Zusätzlich wird die Natur beispielsweise dadurch geschwächt, dass tropische Regenwälder wie die im Amazonasgebiet abgeholzt werden, um die Flächen industriell oder landwirtschaftlich zu nutzen. Durch den Verlust an Biomasse entstehen zusätzlich Treibhausgase. "Wir haben im Bereich Landnutzung und Landwirtschaft weltweit einen Emissionsanteil von 25 bis 30 Prozent", so der Klimaforscher.

"Netz von Schutzgebieten schaffen"

Das internationale Team aus Forscherinnen und Forschern hat Vorschläge erarbeitet, mit denen die Menschheit dem Klimawandel und dem Artenschwund begegnen und die schon heute drastischen sozialen Folgen abmildern kann. Ganz oben auf der Liste stehen laut Pörtner die massive Reduktion der Treibhausgasemissionen und die Einhaltung des 1,5-Grad-Ziels.

Zusätzlich bekräftigen die Expertinnen und Experten die Forderung, mindestens 30 Prozent der Land-, Süßwasser- und Ozeanflächen unter Schutz zu stellen und zu renaturieren, "um die größten Biodiversitätsverluste zu vermeiden und die Funktionsfähigkeit der Ökosysteme zu erhalten. Das hilft uns dann auch im Kampf gegen den Klimawandel."

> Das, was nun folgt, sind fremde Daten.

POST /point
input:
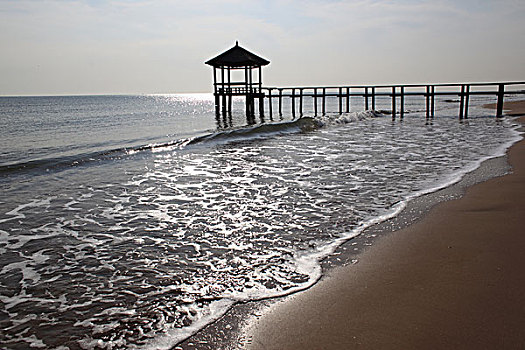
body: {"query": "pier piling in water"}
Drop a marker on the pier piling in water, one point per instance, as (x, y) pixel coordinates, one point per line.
(238, 58)
(397, 93)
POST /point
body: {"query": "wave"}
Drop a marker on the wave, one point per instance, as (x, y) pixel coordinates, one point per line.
(303, 124)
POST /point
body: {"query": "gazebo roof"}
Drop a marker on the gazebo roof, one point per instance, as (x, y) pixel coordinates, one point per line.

Pörtner zufolge könnte schon eine weitgehende Renaturierung von lediglich 15 Prozent der zu Nutzland umgeformten Flächen ausreichen, um 60 Prozent der heute bedrohten Tier- und Pflanzenarten vor dem Aussterben zu bewahren. "Das kann man nachhaltig machen. Das ist ein realistischer Vorschlag."

"Nicht 30 Prozent des Landes in Nationalparke verwandeln"

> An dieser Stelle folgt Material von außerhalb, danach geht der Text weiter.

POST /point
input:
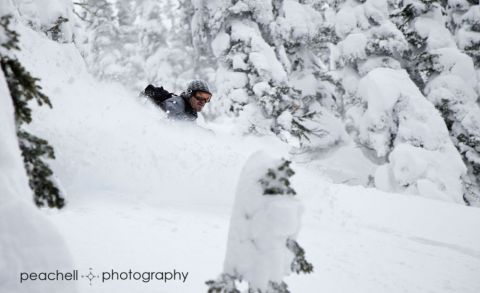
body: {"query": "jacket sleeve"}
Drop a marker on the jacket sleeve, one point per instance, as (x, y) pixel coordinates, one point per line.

Dabei sollten Schutzgebiete nicht als isolierte Rettungsinseln für Artenvielfalt begriffen werden. Vielmehr müssten sie Teil eines weltumspannenden Netzwerks zu Wasser und zu Land sein, das Gebiete mit naturnaher Wildnis für die Arten miteinander verbindet, damit sie von einem zum anderen gelangen können.

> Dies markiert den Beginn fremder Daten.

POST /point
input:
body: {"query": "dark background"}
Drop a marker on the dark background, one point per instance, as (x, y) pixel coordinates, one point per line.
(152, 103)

Doch Pörtner betont: "Wir vertreten nicht diese Schwarz-Weiß-Vorstellung aus westlichen Ländern, dass es entweder Schutz gibt oder menschliche Nutzung. Wir haben sicherlich den Schutz geeigneter Lebensräume für Arten in bestimmten Regionen vorrangig zu sehen, aber wir schließen in benachbarten Gebieten eine nachhaltige Nutzung durch den Menschen nicht aus." Man müsse nicht 30 Prozent des Landes in Nationalparke verwandeln, sondern Konzepte der nachhaltigen Nutzung entwickeln und wegkommen von der industriellen Landwirtschaft.

Voraussetzung für den Klimaforscher ist dafür ein Umdenken in der Gesellschaft. "Wir müssen Landflächen frei machen für Renaturierung und für ökologischen Landbau. Dafür müssen wir auch unsere Ernährung auf eine fleischarme und pflanzenreiche Kost umstellen."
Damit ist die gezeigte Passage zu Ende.